緑の仕事を営むかたわら、赤裸々、かつ言いたい放題のうざね博士の日記。ユニークなH・Pも開設。

相棒 「ボーダーライン」

2012年09月09日 07時51分47秒 | わたしの日常です。
 
 現在のわたしは仕事の関係で平日の昼間の日中、夕方近くは在宅している。そうすると、テレビ朝日の水谷豊さん主演のドラマ 『相棒』 を毎回見ることになる。これは再放送なのだが、週刊誌によるとこの時間のこの番組は非常に好評で他局の生番組が視聴率的に負けているらしくて、テレビ朝日にとって 『相棒』 様々であるらしい。繰り返していて、再々放送の同一話の番組もある。
 このごろ、次第にわたしは、すべてを見つくそう、というわたし自身の偏った蒐集癖のようなものに火が点いた気持ちになっている。不思議な話だ。WEBで調べると全190話ほどになるらしい。十数年前に土曜ワイドドラマからスタートしたらしく、相手役の相棒である俳優も寺脇康文、及川光博と二人、次に成宮寛貴とこの秋から装いも新たにスタートするらしい。
 いいのは数名のグループの脚本がストーリーと作劇の巧みさやイメージの構築が綿密なことで、加えて、やはり数名の監督や製作陣が丁寧に作っているせいだろう。昔からの映画会社である「東映」の裏方の力も大きいかもしれない。
 ところで、この春先に続いて先日のSeason 9の第 8話 「ボーダーライン」 を見たのは二度目である。当日、わたしは怖いもの見たさの気持ちでハラハラしながら見ていた。
 主人公は山本浩司さんで、脚本は櫻井武晴、監督は橋本一である。この話は 『相棒』 でも少々変わっていて、暗い内容である。何とかいうテレビ業界の賞をもらったらしく、秀作である。
 この 「ボーダーライン」 は硬派な内容でリアル感がものすごい。冷たい人間関係、せちがらい世間に次第に追い詰められていく。人情は無縁な世界。

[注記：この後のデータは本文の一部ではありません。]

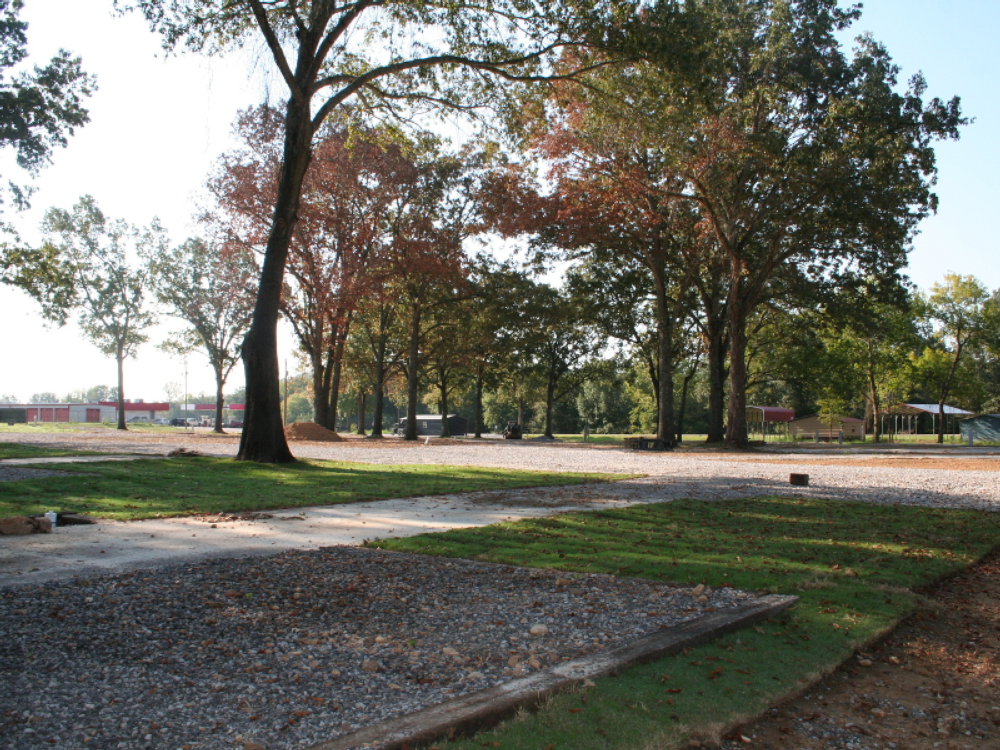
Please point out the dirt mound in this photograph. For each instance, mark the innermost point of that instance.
(311, 431)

主人公は就職活動のはてに、社会的に落ちぶれていき名義貸しの犯罪で生活費を稼ぐ。その日の食事にも事欠きついには飛び降り自殺してしまう。この話は死後解剖により胃の内容物から、その死因を探っていくのだが、それが商店街やスーパーの試食品であることが判明する。食欲を満たすためのそのすさまじい行動や所作に、山本浩司さんの善良で朴訥な表情がかさなる。わたしは、グゥッとくる。落涙する。
 わたしは思うのだが、今の若者にとって、こういうことは現実の問題として、かなりあるのではないだろうか。わたしたちの世代と違って、今は学校を出てすぐに適した仕事に就職することは難しい。仮想現実の世界で過ごしてばかり、頭でっかちで実際は生の社会を知らないで育ってきたのではないだろうか。みずからの五感感覚で経験しない、体験しない。事前に受け売りのノウハウやマニュアルありきの生き方を教育機関は教える。与えられた教育環境が当たり前にあって、それが当然だと思っている。どうやら、仕事とか就職とか人生というかそういうものは、最初から最短距離をめざすものだと勘違いしていることに気づけないし、気づかない。しかも、狭隘な日本の社会体制の仕組みは再機会やリカバリーを簡単には許さない。